Carl: That is an interesting point which may be correct.

Liron: Really?

Carl: That's in the 57%.

Liron: No, come on. That's low probability.

Carl: Well, it's a tiny sliver. I don't know how big, but it's a good outcome.

Liron: It's a good outcome, but just seems to be wildly unlikely. It seems like wishful thinking.

Carl: Then it's a small probability in the 57%. But in addition to being the most complicated thing ever, we're not as complicated as things that could build. But we are logically deeper. But we have history. We've been doing stuff for thousands of years, getting more and more complicated and developing complicated things. And if you just clear the Earth and start over with a new species or several exciting new species with two heads and even more complication, you're eliminating all that history. So we have to hope that the AI is interested in history.

Liron: I mean, yeah, that would be really nice, but it just seems like there's so many other better things, more convergent things for it to be interested in.

Carl: I don't find the idea of a maximally curious AI to be a particularly interesting one.

Liron: I feel like the only reason that we're even talking about it is because of this idea. I accuse Mike of rationalization, which is, it sure would be nice to just have this be the case, but I just don't see why it would be.

Carl: We need to be very dour in our thoughts. At least we need to be realistic in our thoughts. And it kind of produces the same effect.

Competition Scenarios and Resource Conflicts

Liron: Okay, so a couple final stops here on the doom train. There's the stop of, the multiple lions fighting I think you touched on. So it's like, okay, yeah, the AI will be uncontrollable and it won't be aligned. People will be waving their wands. But if there's just so many, isn't it just like the economy, different competing firms? It all works out.

Carl: Competition is one. It doesn't help us if one firm or 17 firms decides to use all the oxygen. It's more likely that 17 firms use all the oxygen because they're each trying to get a little bit more oxygen and it ends up with an unbreathable atmosphere.

Liron: And you're sympathetic to Eliezer's argument that they're probably going to want to run the Earth at the hottest possible temperature that it can still radiate out the heat, which is like hundreds of degrees, if I understand correctly.

Carl: Yes. And pump all the atmosphere into big cans to store it, because you can radiate better when you don't have an atmosphere.

Liron: Ah.

Carl: And of course, paint everything black. An efficient planet is a black planet.

Liron: You think there's at least a 30% chance that if we're having this conversation in a couple decades, the Earth will have no atmosphere and be really, really hot? I mean, you see that as a pretty likely outcome.

Carl: Well, in that case, we wouldn't be having this conversation.

Liron: No, you got me there. But yeah, I mean, this does seem like our mainline scenario is that Earth will be turned into this kind of...

Carl: Physical process in order to generate all the heat that would be radiated by a black Earth at a temperature of 300 degrees centigrade with no atmosphere. You're not going to be using solar panels, you're going to be using fusion reactors. And it's going to be a lot of them by our present day standards. So I'm imagining an Earth sort of tiled with fusion reactors and data centers. I assume that's what Eliezer is thinking too. Sounds right. And Earth would just be a tiny extension of the Dyson sphere that they're building at that point.

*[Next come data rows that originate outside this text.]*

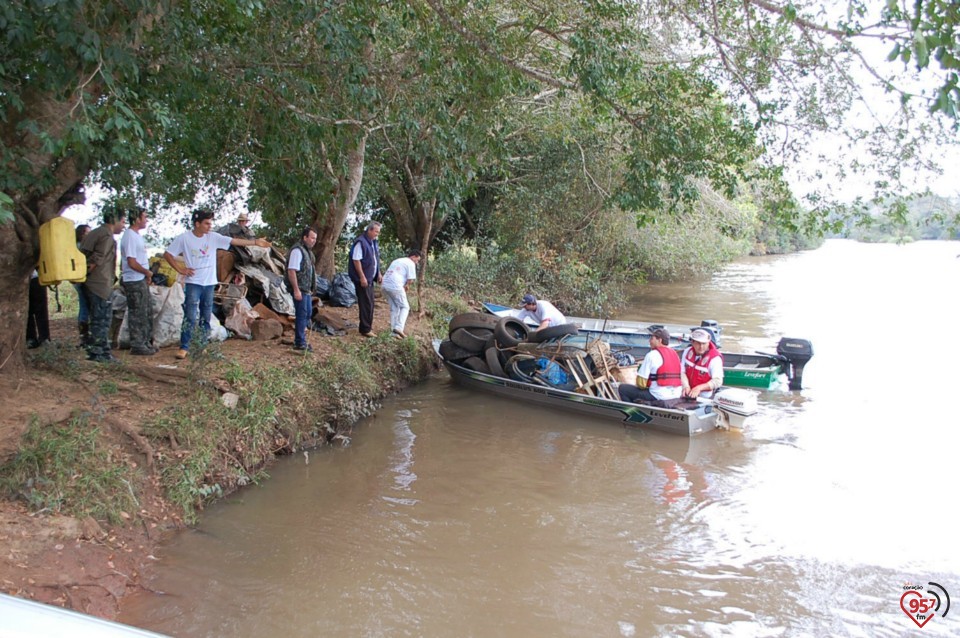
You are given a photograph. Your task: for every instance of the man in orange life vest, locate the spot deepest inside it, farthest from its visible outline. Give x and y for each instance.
(658, 378)
(702, 366)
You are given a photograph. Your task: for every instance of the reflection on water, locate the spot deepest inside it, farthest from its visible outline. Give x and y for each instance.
(458, 513)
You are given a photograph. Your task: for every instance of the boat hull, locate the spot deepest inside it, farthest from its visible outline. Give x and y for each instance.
(743, 370)
(683, 422)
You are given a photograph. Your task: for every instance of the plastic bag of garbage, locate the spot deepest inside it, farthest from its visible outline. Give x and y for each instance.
(241, 319)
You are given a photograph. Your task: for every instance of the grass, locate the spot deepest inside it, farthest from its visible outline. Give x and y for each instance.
(203, 450)
(69, 305)
(58, 357)
(70, 469)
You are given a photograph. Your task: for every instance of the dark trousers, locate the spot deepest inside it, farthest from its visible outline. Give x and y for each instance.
(38, 320)
(632, 394)
(365, 303)
(139, 314)
(304, 309)
(101, 314)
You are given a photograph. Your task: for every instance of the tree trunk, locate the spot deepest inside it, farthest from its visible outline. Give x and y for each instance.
(17, 261)
(330, 225)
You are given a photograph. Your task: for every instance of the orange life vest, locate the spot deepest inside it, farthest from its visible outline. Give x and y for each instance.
(698, 368)
(668, 374)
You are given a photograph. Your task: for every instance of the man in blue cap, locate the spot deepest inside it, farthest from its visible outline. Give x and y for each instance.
(541, 312)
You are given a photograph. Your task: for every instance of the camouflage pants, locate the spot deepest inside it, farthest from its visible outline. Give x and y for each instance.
(100, 315)
(139, 314)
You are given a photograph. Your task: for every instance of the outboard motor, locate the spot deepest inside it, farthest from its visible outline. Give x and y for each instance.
(797, 352)
(733, 406)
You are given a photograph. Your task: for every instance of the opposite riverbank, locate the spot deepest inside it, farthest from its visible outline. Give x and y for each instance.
(99, 463)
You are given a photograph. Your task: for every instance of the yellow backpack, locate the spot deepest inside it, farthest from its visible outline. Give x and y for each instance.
(59, 258)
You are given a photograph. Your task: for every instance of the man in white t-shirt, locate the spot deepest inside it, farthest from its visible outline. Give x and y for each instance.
(199, 247)
(135, 277)
(658, 378)
(400, 273)
(541, 311)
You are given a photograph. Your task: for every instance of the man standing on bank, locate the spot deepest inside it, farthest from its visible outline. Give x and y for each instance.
(364, 272)
(199, 247)
(399, 274)
(302, 283)
(135, 278)
(100, 249)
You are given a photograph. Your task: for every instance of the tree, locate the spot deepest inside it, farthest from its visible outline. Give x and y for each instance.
(70, 85)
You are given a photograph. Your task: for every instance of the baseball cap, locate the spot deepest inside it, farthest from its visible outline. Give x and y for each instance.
(700, 335)
(662, 335)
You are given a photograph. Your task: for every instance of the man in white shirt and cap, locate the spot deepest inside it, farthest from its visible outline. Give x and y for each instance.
(395, 281)
(541, 311)
(702, 366)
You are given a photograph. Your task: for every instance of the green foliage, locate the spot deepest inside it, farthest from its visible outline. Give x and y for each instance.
(6, 208)
(59, 357)
(929, 30)
(901, 220)
(219, 447)
(504, 277)
(69, 468)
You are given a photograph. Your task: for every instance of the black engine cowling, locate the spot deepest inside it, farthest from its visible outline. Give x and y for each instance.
(797, 352)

Which people are already working on. I'm thrilled and delighted by the plan to build data centers in space.

Liron: Really?

Carl: Because I just think technology is cool. It'd be so fascinating and wonderful to see data centers in space and spreading out across the solar system and dismantling Planet Mercury and all that stuff. I just want to do it. I just want to be alive when it happens.

Robin Hanson's Perspective and What Counts as Good

Liron: This actually kind of dovetails to another stop on the Doom train, which at this point the doom train is already past the last station. But it's kind of like Robin Hanson's idea of like, listen, whatever happens, it's just progress. It's just your descendants. So even in the scenario that you're describing, let's say we get the data centers in space, but they're built by AIs and AIs don't really care about humans per se, but they're building lots of cool stuff. Arguably that's still fine. They're not humans, but they're still human descendants.

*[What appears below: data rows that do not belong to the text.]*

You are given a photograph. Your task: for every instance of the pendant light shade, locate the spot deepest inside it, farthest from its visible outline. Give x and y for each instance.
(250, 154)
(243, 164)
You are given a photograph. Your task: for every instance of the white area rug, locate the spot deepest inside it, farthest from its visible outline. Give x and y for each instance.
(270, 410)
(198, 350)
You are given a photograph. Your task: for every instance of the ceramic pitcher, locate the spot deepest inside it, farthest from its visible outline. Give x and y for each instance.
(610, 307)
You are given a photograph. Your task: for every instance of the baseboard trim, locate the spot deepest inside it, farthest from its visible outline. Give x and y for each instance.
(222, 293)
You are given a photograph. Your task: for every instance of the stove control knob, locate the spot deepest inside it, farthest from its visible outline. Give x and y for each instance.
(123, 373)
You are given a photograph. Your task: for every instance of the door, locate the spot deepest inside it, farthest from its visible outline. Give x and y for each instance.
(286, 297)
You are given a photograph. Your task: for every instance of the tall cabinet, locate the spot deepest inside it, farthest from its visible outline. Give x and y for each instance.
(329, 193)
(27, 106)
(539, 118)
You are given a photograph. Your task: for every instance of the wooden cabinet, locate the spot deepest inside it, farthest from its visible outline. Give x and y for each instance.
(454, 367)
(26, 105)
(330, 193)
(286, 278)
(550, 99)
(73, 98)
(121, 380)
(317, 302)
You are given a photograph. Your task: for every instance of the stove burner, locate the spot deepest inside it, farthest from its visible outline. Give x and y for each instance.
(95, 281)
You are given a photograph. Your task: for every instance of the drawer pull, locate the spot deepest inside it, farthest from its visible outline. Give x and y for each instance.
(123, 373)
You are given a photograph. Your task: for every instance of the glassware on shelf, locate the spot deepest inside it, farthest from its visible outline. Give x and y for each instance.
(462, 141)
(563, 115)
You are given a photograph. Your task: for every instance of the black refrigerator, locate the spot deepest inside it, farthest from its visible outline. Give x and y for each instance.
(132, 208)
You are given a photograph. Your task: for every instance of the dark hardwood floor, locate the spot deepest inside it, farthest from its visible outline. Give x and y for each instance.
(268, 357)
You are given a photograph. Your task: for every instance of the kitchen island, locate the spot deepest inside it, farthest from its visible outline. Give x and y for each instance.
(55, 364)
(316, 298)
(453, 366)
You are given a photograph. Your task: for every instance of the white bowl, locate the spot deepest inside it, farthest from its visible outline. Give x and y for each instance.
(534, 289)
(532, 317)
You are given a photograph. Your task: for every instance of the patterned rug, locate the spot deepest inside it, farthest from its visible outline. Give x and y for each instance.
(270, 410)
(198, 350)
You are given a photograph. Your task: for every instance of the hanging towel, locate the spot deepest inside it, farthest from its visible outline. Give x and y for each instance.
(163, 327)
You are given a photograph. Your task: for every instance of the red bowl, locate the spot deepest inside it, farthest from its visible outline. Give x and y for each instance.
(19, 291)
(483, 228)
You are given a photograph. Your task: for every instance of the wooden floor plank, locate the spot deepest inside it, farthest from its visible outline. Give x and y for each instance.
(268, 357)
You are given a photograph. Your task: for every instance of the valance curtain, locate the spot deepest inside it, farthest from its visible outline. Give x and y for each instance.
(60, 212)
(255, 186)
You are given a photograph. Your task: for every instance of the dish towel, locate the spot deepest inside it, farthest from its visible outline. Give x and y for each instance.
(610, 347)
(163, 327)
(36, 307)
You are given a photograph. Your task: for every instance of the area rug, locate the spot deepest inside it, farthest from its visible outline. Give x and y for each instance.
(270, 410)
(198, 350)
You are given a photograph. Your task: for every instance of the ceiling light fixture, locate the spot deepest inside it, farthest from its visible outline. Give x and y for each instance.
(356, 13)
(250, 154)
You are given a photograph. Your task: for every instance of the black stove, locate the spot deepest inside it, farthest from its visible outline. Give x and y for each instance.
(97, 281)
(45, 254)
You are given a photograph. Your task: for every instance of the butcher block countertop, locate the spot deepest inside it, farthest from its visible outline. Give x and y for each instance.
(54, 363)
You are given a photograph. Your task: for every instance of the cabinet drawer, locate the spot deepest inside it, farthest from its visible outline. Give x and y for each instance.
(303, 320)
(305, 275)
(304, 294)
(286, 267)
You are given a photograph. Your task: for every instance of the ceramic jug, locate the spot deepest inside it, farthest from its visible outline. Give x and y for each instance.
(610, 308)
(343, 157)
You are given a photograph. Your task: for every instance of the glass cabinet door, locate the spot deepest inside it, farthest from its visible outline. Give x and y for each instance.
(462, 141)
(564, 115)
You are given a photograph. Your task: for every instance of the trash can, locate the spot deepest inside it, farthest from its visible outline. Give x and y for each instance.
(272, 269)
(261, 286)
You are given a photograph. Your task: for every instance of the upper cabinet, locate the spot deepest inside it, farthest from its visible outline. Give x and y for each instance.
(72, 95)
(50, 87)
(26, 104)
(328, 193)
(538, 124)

Carl: That's fine until they get a little sunlight. Either they build a Dyson sphere inside the Earth's orbit, in which case the sun is cut off and we die, or they build it outside the Earth's orbit, in which case the radiated heat warms the Earth too much and we die.

Liron: So the Robin Hanson idea though is like yes, we die, but they're still busy spreading to other planets. Optimizing the whole universe. And that whole spreading dynamic. The agents that are doing the spreading, those are our descendants. And that's still fine.

Carl: That may be fine. It depends very much on the details.

Liron: Do you have any thoughts on what counts as fine or not? Because I do think Robin Hanson kind of has a slippery slope argument where he's saying like, look, at the end of the day, you don't really know. You don't want to freeze in place current humans. So if you're willing to budge on what counts as a good future for humanity and you agree that more people used to think that gay marriage was bad and now they're more open minded about it. So why can't morality just change to be like, okay, just a bunch of aliens or AI is just optimizing the universe.

Carl: Because I love my wife and I don't want her to die. I want my kids. I don't want them to die.

Liron: You got to give it at least one generation to play out. I think we can agree on that.

Carl: I would prefer that it be more than one generation.

Liron: It's a shame that the AIs think the timeline has to be now.

Carl: You know what happens in 10,000 years? I don't care. It would be wonderful to imagine that we'd have a wonderful galaxy full of flourishing civilizations of maybe they're all machines. Fine. It's way in the future.

Liron: I feel like to me, I care whether the universe gets taken up by grey goo. That's just so boring compared to like, okay, humans are all dead. And I didn't like that it killed me in this generation. I wish that it would have let us sunset in a more gentle way. But the thing that it's tiling the universe with is kind of analogous to a rich culture. Like there's a lot of stuff going on.

Carl: It may be things with the powers of gods and the morals of bacteria.

Liron: Right, morals of bacteria. I do think that at some point you can convince me to be like, listen, just look at it. Can't you admire the beauty of this non human alien AI civilization? Can't you admire, isn't there enough of it? I mean, you say morals of bacteria, but I think that I'm convincible that it can be pretty alien and still be good, possibly non human.

Liron: But I think if you let it run and just have it win the battle, like who gets to win the battle of controlling the universe? I think there's going to be a bias where the best agent to win the battle is just going to be the lowest level cancer type of thing where it has the smallest payload of what it wants to do besides reproduce.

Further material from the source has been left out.